Dr. (des.) Deborah Enzmann
Colon, hyphen, bracket - A semiotic and cultural analysis
Art
They sob, laugh, wink, stick out their tongues or roll their eyes. Emojis, the colourful ideograms and smileys were created in the 1990s in Japan and are omnipresent. Meanwhile, they have become part of everyday communication and essential to millions of people who use symbols when communicating.
The symbols from computer mediated communication (CMC) became socially acceptable with the emergence and spreading of “chats”. The desire for grapholistic instruments that would complement the standard system of characters and compensate for the lack of paralinguistic and non-verbal means of expression in the written language did not, however, coincide with the emergence of the CMC. Attempts to compensate for such shortcomings range from symbols for irony, indignation or to label a rhetorical question through to systems that enable authors to express emotions.

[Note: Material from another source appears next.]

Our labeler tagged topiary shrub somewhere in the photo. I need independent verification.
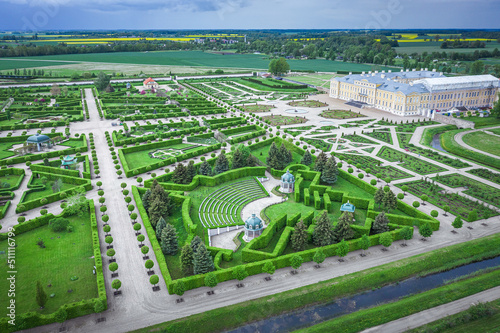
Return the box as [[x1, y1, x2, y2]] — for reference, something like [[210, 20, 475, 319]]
[[49, 217, 69, 232]]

Similarly, iconically motivated constellations of characters formed from punctuation marks were developed long before CMC. It was the emergence of digital communication systems and the use of ASCII symbols that helped emoticons achieve their breakthrough. A facial expression rotated by 90° that was intended to avoid misunderstandings soon produced a colourful, varied world of characters that is now much more than a substitute for the lack of paralinguistic and non-verbal means of expression in writing.
The project will juxtapose the functions of CMC characters and their use with the formal development of the symbols and analyse their historical development. What is planned is a multidimensional analysis of the development of CMC characters from a semiotic, graphic, historical and cultural perspective.